Over the next few months, he came to see me frequently, always with a medical interpreter who translated while I examined, explained and prescribed. Waiting for her to repeat everything that Mr. V or I had said was cumbersome at times, but the interpreter’s presence was invaluable. When I changed a dose or suggested a new treatment option, Mr. V would smile and nod, seemingly in agreement. I felt that we had established a rapport.
But the language barrier, I came to learn, presented a serious challenge to building a relationship with him. When various test results repeatedly came back different from what I expected, I began to suspect that Mr. V wasn’t doing what we had discussed, which given his health problems worried me deeply. Some of his prescriptions were absolutely vital – without them, he could have another heart attack, a stroke, or die from a fatal heart rhythm. So I asked him to come back for another visit.
This time, I asked Mr. V point blank whether he was taking his medications as prescribed. Guarded at first, he eventually admitted that he often took “medication holidays” to give his body time to rest. Through the interpreter, I tried to convey the grave consequences that his decision might pose. My words were being translated literally, but looking at his face, I couldn’t quite tell if he fully grasped my warnings.
Studies have shown that patients who do not speak English generally fare worse in our healthcare system. They are often diagnosed with more advanced disease, have difficulty taking medications as prescribed, and spend more time in the hospital. Medical interpreters are essential in bridging this gap, lending meaning to our interactions with non-English speaking patients. Yet sometimes the barrier between patient and provider is greater than language alone, one that no interpreter, regardless of how skilled or compassionate he or she may be, can surmount.
For Mr. V that barrier stemmed from a cultural belief, instilled in him at a young age, that medications poison the body. He associated feelings of illness or fatigue with his prescriptions, attributing his symptoms to the very medications upon which his life depended. How could I, as his doctor, overcome such deeply embedded perceptions in a twenty-minute office visit while communicating through a medical interpreter?
As physicians, we are advised not to allow our patients’ friends or family members to act as translators. In addition to lacking the linguistic capability to translate complex medical terms, they may let their emotions, personal beliefs or biases get in the way. But sometimes, these individuals can help us bridge underlying cultural divides with non-English speaking patients and provide essential context that professional medical interpreters alone cannot.
While working in the emergency room last year, I met an elderly Indian woman who spoke only Hindi and was rushed to the hospital by her family after a bad fall. Communicating through a hospital interpreter as I examined her, she insisted that her pain was minimal. Afterward, her adult son took me aside and explained that his mother would never reveal how much her leg was actually hurting – out of concern for unnecessarily causing her family to worry. Upon reexamining the patient with the interpreter, I gently advised that she take some pain medicine.

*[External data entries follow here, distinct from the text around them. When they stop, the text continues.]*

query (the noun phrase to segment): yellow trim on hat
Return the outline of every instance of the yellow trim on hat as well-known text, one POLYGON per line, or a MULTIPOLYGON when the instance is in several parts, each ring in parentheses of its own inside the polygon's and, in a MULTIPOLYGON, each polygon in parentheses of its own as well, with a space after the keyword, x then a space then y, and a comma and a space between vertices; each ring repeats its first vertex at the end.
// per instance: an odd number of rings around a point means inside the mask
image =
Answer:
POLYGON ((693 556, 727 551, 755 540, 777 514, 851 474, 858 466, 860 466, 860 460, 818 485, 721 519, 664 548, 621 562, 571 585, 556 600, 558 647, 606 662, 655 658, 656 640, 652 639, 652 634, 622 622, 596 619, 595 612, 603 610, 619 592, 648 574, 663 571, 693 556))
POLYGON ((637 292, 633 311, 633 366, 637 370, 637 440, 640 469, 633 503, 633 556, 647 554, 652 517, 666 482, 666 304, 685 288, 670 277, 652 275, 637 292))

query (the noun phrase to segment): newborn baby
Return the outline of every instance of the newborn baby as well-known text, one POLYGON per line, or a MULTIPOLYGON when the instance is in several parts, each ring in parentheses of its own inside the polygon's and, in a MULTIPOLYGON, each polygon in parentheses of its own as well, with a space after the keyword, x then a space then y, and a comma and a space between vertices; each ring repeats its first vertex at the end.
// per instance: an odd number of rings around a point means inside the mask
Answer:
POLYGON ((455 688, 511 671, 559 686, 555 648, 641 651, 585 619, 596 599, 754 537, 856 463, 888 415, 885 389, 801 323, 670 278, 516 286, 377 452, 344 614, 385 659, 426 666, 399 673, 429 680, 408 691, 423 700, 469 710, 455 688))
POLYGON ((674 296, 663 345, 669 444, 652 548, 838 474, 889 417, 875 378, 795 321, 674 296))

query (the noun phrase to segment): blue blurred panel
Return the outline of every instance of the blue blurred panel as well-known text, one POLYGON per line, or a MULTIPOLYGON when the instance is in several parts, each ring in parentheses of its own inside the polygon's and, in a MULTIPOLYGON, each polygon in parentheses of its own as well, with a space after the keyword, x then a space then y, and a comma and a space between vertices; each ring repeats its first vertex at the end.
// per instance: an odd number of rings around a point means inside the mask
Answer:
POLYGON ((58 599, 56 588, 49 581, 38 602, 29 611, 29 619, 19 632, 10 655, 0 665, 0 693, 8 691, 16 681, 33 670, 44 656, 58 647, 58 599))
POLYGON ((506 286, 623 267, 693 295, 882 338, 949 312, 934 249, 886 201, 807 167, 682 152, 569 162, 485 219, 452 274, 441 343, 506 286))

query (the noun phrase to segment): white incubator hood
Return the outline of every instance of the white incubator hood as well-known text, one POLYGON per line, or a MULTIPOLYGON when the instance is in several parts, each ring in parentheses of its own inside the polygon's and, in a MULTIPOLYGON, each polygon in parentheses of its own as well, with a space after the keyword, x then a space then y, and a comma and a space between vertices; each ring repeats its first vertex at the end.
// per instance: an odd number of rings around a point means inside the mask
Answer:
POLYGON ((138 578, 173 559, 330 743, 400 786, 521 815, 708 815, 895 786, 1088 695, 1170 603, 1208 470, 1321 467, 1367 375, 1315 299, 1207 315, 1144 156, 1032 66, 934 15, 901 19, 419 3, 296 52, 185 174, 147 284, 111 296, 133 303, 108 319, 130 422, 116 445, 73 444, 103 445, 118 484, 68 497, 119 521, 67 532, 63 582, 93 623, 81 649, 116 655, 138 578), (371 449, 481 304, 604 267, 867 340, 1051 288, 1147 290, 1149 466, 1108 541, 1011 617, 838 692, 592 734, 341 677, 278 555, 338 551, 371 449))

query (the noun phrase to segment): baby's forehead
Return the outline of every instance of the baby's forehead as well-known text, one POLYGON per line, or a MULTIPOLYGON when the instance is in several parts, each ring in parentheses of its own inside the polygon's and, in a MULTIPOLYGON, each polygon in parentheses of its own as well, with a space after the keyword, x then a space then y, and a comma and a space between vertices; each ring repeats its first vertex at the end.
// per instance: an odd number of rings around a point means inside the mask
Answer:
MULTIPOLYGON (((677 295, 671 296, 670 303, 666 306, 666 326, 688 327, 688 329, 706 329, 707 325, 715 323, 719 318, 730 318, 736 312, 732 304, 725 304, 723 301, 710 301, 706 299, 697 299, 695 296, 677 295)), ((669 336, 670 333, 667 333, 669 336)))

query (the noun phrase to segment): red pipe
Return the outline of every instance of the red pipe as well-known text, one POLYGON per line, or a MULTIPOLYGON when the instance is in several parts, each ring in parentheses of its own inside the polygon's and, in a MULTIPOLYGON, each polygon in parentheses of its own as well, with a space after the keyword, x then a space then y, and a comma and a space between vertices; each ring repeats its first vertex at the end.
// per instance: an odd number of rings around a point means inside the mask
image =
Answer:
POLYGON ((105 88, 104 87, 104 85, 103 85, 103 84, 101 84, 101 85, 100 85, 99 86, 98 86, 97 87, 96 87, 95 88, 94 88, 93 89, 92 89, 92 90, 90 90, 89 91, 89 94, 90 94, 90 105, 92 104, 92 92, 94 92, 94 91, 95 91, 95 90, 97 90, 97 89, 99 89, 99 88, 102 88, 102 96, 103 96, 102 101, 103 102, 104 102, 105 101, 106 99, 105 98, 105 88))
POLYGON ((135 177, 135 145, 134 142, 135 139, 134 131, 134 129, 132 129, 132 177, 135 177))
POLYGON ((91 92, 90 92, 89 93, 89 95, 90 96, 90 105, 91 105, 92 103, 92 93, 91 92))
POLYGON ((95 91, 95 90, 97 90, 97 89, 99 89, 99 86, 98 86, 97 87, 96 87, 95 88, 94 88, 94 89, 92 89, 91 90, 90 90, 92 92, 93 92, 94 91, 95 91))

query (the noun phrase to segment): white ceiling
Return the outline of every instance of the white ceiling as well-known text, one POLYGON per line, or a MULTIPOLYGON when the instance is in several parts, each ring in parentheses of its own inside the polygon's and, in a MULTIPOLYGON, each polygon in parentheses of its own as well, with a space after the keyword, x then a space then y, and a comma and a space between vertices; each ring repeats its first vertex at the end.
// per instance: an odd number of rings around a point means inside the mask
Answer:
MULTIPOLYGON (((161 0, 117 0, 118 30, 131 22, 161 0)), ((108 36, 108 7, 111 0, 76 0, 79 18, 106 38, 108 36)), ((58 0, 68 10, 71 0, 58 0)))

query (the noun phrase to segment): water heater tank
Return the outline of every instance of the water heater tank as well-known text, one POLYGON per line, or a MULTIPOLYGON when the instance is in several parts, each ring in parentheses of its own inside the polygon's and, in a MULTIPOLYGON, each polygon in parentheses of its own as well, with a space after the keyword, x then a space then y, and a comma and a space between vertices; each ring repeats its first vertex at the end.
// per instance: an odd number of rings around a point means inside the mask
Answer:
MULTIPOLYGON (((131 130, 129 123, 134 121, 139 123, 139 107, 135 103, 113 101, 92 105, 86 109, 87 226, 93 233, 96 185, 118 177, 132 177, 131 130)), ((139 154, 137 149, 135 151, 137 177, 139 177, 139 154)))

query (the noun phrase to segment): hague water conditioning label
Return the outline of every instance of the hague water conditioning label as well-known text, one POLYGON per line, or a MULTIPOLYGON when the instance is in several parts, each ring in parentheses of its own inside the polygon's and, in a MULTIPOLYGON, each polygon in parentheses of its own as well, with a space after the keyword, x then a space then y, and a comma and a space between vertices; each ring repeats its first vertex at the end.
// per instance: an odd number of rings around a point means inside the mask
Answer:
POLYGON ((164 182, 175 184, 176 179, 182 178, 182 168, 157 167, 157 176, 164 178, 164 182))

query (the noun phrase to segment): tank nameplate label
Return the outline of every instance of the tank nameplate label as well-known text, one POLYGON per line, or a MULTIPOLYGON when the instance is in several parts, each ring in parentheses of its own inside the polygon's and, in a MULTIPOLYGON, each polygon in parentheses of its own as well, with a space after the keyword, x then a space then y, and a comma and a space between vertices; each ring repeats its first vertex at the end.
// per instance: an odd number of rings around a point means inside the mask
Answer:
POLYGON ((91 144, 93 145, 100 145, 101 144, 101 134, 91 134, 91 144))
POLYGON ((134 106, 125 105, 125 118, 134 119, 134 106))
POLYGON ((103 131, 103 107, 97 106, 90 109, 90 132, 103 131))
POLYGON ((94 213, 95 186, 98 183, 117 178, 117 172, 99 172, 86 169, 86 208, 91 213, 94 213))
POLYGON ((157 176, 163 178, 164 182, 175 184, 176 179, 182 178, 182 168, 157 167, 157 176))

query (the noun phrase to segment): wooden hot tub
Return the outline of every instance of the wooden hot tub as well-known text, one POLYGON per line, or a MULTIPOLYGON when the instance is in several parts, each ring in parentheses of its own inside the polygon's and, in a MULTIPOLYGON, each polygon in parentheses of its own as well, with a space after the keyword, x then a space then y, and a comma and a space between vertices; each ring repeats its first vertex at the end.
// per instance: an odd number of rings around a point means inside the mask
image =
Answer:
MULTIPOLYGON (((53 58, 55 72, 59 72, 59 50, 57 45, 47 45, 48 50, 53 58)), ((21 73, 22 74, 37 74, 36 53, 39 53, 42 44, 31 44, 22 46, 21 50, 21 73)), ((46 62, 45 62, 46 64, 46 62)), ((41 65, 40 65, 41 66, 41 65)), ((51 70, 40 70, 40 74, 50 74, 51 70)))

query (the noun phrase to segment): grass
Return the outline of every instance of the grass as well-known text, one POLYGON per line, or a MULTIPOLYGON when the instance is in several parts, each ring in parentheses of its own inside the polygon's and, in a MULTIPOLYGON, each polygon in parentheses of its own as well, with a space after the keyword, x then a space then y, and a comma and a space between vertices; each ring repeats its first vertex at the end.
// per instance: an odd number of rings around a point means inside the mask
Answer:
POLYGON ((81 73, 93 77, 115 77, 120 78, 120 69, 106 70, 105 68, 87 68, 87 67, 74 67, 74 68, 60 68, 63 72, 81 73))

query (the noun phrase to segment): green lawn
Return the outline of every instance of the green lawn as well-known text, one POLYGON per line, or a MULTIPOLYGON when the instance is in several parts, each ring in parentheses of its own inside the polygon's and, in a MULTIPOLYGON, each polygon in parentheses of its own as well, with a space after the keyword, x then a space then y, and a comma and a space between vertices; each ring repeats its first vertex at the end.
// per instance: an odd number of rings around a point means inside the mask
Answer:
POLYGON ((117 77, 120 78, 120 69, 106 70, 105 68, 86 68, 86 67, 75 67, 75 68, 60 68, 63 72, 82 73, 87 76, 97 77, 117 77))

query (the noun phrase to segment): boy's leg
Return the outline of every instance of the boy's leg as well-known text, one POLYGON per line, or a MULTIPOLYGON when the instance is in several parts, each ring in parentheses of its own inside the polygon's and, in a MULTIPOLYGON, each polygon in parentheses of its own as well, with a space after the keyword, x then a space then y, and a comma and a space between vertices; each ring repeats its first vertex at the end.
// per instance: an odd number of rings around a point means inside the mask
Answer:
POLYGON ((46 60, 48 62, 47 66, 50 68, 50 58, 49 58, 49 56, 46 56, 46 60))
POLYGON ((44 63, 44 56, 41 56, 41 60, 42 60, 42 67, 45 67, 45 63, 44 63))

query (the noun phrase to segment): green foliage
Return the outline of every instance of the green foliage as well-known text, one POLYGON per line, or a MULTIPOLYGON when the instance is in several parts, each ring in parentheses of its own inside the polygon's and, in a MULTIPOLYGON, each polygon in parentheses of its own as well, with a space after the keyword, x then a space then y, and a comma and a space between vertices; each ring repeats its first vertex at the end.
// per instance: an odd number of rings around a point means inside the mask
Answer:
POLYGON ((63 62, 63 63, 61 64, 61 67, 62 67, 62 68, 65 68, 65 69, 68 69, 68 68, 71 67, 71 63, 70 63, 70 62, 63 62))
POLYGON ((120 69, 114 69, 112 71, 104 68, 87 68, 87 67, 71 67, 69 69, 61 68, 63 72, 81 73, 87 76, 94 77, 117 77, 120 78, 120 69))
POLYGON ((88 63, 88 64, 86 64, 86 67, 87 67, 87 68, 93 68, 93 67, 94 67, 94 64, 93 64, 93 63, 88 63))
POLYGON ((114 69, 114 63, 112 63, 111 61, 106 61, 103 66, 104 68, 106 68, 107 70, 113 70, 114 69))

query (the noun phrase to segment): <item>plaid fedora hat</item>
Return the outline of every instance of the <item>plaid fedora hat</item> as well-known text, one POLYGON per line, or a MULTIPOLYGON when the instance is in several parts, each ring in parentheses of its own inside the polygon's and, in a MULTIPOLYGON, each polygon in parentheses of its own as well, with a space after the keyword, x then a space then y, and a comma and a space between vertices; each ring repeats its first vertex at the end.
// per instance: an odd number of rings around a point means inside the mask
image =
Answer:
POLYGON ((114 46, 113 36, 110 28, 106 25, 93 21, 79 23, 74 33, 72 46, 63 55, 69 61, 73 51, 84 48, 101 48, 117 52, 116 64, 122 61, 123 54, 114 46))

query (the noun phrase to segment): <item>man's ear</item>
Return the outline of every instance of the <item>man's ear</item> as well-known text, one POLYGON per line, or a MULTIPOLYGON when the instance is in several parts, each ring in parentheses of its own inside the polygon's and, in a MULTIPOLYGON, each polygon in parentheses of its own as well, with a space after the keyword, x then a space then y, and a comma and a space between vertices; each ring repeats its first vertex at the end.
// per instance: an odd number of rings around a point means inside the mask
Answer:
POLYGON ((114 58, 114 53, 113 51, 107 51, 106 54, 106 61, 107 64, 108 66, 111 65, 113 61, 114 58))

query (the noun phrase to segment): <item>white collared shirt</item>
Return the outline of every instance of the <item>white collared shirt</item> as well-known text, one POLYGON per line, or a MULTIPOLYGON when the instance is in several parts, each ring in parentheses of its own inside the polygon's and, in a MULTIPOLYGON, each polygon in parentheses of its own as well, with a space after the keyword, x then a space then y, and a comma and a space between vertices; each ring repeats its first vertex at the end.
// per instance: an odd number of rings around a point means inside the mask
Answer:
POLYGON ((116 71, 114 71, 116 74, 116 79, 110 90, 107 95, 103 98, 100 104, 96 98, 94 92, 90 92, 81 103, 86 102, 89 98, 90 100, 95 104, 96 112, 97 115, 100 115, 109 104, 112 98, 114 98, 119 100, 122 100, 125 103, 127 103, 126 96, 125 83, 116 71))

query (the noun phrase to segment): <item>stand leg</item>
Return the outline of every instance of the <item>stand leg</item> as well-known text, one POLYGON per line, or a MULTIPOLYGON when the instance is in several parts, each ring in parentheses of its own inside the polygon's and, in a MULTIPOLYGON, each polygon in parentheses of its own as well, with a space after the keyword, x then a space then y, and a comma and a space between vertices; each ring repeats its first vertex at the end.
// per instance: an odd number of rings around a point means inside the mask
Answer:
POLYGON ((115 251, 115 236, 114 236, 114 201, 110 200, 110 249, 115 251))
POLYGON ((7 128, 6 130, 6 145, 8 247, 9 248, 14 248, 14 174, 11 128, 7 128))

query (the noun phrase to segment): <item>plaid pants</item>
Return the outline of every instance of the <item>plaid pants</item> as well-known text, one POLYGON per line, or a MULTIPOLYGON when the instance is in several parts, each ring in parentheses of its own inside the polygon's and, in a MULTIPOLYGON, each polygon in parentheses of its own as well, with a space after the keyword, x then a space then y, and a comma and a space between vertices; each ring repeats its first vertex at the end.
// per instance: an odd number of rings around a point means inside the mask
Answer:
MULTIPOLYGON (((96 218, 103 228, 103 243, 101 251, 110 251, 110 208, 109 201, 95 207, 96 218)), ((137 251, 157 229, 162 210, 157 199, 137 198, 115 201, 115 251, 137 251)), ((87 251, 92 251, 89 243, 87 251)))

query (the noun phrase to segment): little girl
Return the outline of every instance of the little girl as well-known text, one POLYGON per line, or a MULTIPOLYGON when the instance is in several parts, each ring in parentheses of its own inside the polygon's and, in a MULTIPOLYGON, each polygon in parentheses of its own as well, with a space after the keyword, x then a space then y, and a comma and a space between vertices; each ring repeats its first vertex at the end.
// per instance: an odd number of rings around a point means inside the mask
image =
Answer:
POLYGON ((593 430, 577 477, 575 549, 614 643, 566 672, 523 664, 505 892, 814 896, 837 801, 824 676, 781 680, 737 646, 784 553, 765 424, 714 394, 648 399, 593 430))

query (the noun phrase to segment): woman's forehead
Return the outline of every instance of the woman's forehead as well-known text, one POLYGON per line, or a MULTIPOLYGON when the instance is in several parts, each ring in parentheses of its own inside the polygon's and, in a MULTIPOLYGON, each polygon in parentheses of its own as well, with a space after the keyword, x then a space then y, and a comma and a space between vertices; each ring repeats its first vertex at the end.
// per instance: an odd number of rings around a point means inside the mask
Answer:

Eventually she relented, visibly relieved to be released from her quiet suffering.
Last year, a middle-aged Middle Eastern woman who spoke very little English came to see me for a routine pelvic exam. She had already rescheduled our appointment twice, and I was growing concerned. This woman felt deeply uncomfortable about having a stranger in the examination room, even though the clinic’s female interpreter would remain behind a privacy curtain the entire time. Eventually, the patient told me that she was willing to undergo the exam with the interpreter present as long as I let her sister, who spoke English, sit behind the curtain as well; I decided to let her do so, and the exam went smoothly.
As our healthcare system adapts to meet the needs of an increasingly diverse society, we must recognize that gaps in understanding – driven by language and culture – often leave patients and providers feeling that something is lost in translation. Professionalizing functions like interpretation is necessary if we are to provide care for a growing non-English speaking population. But we should take a holistic approach to treating such patients, engaging with their families and friends who may serve as essential links in bridging such divides.
A few months ago, Mr. V began complaining that he was feeling lightheaded and dizzy, likely because he wasn’t taking his medications. Concerned that this might lead to another hospital admission – or worse – I called his daughter, who lives out of state, and encouraged her to come with him for our next appointment. She agreed to do so. Although the interpreter was present, Mr. V’s daughter often interjected, talking to both her father and myself, switching back and forth from English to their native language. I could tell that Mr. V was engaged. Rather than smile and nod politely, he leaned forward and asked many questions. I learned that several of his family members had had negative interactions with the healthcare system in his native country, leaving him with tremendous distrust for medications and tests. After deliberating with his daughter, he finally agreed to start taking at least some of his vital medications regularly. I now know that he didn’t agree with everything I was conveying through the interpreter, but a deeper transformation in his understanding – and our relationship – has begun, thanks to context his daughter has provided.